The Republican attacks on academic freedom are worth reporting; like CRT or not, it’s a perspective worthy of intellectual exploration. Shoehorning two not-entirely-informed comments about CRT into a piece about an unrelated equity policy isn’t very useful, IMHO.
For any fellow journalists who happen to be reading, I’ll drop this here. It’s very good advice:
5. The Rush to Repeal Roe
Earlier this week, the Supreme Court agreed to hear Dobbs v. Jackson’s Women’s Health Organization, a decision with ominous implications for the fate of abortion rights. Dobbs is a challenge to a Mississippi law banning abortion at 15 weeks of pregnancy, which openly flouts Planned Parenthood v. Casey, a 1992 case in which the court ruled:
“Before viability, the State's interests are not strong enough to support a prohibition of abortion or the imposition of a substantial obstacle to the woman's effective right to elect the procedure.”
No fetus is viable at 15 weeks; 22 weeks is the standard. Mississippi’s law is patently unconstitutional—unless the Supreme Court throws out precedent.
That’s probably what’s going to happen. With the 6–3 conservative majority, even John Roberts’s institutionalism probably won’t be enough to save Roe. Whether the court slaughters it whole or begins bleeding it out, the only reason to accept Dobbs was to lay the groundwork for Roe’s demise.
This was the point of seating Amy Coney Barrett a week before Trump lost.
On Wednesday, Texas Governor Greg Abbott went further, signing the country’s most restrictive abortion law. It bans abortions past six weeks—before most women know they’re pregnant. Bizarrely, it also allows any private citizen to sue doctors or clinicians who perform or help arrange abortions.
Abbott called it a “heartbeat” law, though six-week-old fetuses have not developed hearts and, thus, don’t have heartbeats.
“‘What is detectable at or around six weeks can more accurately be called cardiac activity,’ says Robyn Schickler, OB/GYN and fellow with Physicians for Reproductive Health. The difference between ‘cardiac activity’ and ‘heartbeat’ may seem linguistically minimal, but Schickler and others argue otherwise. At this stage, she says, what doctors can detect is essentially communication between a group of what will eventually become cardiac cells.”

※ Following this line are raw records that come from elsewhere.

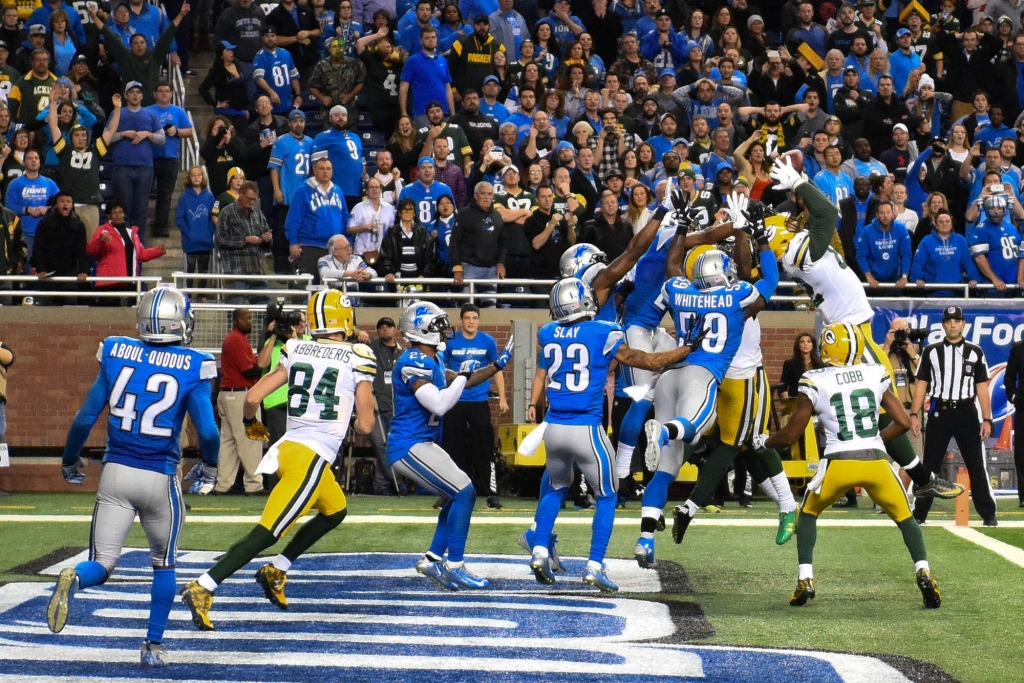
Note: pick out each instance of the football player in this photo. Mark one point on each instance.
(423, 393)
(327, 378)
(577, 351)
(146, 384)
(685, 396)
(846, 396)
(808, 257)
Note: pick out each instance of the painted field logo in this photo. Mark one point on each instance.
(372, 617)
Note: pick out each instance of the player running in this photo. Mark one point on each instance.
(577, 351)
(846, 396)
(146, 384)
(423, 393)
(327, 378)
(809, 258)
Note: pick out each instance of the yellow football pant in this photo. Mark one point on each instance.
(306, 481)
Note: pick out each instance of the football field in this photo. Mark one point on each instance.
(715, 609)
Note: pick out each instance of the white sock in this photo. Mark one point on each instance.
(624, 459)
(207, 582)
(781, 485)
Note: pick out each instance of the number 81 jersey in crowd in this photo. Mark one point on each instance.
(323, 376)
(847, 400)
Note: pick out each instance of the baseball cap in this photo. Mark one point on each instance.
(952, 313)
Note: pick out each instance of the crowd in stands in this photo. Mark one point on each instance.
(479, 138)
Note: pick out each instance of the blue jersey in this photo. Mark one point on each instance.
(723, 309)
(426, 199)
(413, 423)
(649, 278)
(290, 157)
(146, 389)
(481, 348)
(345, 152)
(278, 69)
(577, 358)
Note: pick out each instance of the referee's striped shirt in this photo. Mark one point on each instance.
(952, 370)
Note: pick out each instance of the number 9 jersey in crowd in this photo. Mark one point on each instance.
(147, 389)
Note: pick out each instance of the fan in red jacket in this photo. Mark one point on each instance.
(119, 250)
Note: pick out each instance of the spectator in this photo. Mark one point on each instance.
(240, 369)
(242, 235)
(884, 248)
(175, 124)
(60, 250)
(337, 80)
(120, 253)
(195, 218)
(80, 165)
(138, 132)
(943, 256)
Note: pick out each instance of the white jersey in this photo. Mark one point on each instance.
(848, 400)
(835, 288)
(322, 380)
(744, 365)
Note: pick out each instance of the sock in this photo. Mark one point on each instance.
(807, 536)
(712, 473)
(913, 539)
(604, 518)
(90, 573)
(458, 523)
(311, 531)
(438, 545)
(239, 555)
(547, 512)
(161, 598)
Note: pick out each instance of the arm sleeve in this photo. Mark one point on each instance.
(94, 403)
(200, 406)
(437, 400)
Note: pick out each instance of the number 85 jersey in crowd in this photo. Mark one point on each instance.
(148, 387)
(847, 399)
(323, 376)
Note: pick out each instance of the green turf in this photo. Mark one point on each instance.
(867, 601)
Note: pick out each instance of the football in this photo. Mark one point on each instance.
(796, 159)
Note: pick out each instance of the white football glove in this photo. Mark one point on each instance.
(784, 175)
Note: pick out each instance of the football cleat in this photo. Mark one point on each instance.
(681, 519)
(434, 571)
(200, 601)
(804, 592)
(463, 578)
(542, 569)
(657, 437)
(939, 487)
(599, 579)
(272, 580)
(929, 589)
(154, 654)
(644, 553)
(56, 610)
(786, 527)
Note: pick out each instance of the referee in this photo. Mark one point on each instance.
(952, 374)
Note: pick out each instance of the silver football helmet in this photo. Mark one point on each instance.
(425, 323)
(713, 268)
(165, 316)
(571, 300)
(578, 258)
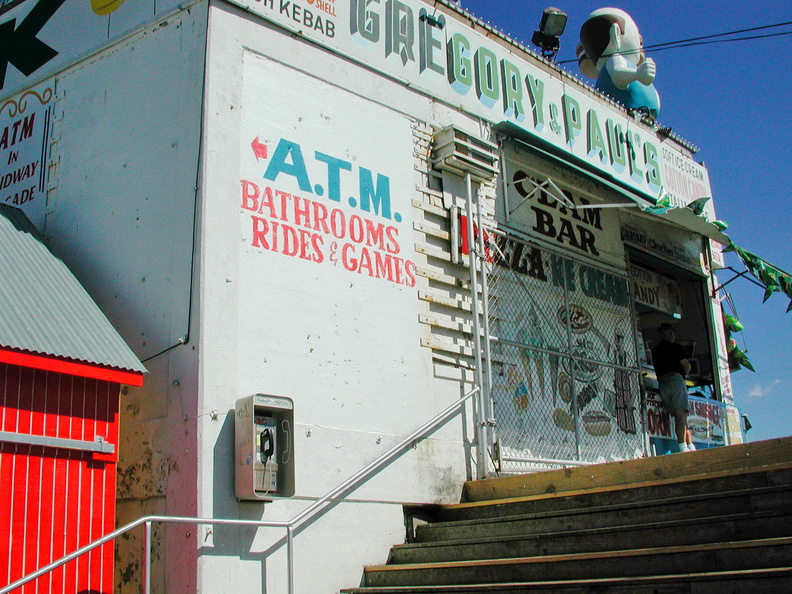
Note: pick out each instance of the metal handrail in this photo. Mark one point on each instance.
(289, 525)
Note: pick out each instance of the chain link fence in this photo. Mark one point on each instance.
(566, 385)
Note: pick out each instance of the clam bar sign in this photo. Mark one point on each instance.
(414, 43)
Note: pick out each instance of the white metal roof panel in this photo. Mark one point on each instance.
(44, 309)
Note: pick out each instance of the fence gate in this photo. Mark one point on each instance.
(564, 377)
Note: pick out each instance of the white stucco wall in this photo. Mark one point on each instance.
(317, 326)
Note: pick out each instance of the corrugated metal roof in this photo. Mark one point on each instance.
(44, 309)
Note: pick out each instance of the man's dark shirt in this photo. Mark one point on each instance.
(666, 357)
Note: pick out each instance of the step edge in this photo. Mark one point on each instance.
(735, 574)
(642, 504)
(613, 487)
(667, 524)
(746, 544)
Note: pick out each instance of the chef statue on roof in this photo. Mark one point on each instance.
(611, 50)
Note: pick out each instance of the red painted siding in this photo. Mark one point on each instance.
(55, 500)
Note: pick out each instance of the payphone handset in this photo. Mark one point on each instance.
(266, 465)
(263, 458)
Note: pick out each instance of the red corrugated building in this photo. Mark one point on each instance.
(62, 365)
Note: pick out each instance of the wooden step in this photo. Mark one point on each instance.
(766, 581)
(694, 531)
(629, 514)
(766, 476)
(747, 555)
(628, 472)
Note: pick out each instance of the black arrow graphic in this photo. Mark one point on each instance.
(20, 47)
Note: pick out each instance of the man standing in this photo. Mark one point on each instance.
(671, 365)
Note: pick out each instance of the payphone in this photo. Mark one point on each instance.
(264, 468)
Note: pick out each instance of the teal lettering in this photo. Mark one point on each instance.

But even repealing Roe isn’t the end game. States could still permit abortions, and (sufficiently wealthy) women in red states could travel to terminate their pregnancies. What the “pro-life” crowd really wants is a court-ordered total ban:
Now some abortion-rights opponents are quite literally looking for a Roe of their own, asking the Court to recognize fetal rights under the Fourteenth Amendment. … In the conservative magazine First Things, John Finnis, a professor emeritus at the University of Notre Dame, recently made an argument that could provide the framework an anti-abortion-rights Supreme Court could use to outlaw abortion across the country: that the legislators who wrote the Fourteenth Amendment viewed unborn children as persons. If the Constitution recognizes fetal personhood, then unborn children would have the right to equal protection under and due process of the law. Abortion would be unconstitutional in New York as well as in Alabama.
With a 6–3 court, where Brett Kavanaugh is the median justice, such a conclusion isn’t beyond the realm of possibility.
The court will hear Dobbs in the fall. If Senate Dems are ever going to rethink their resistance to court-packing, now would be the time.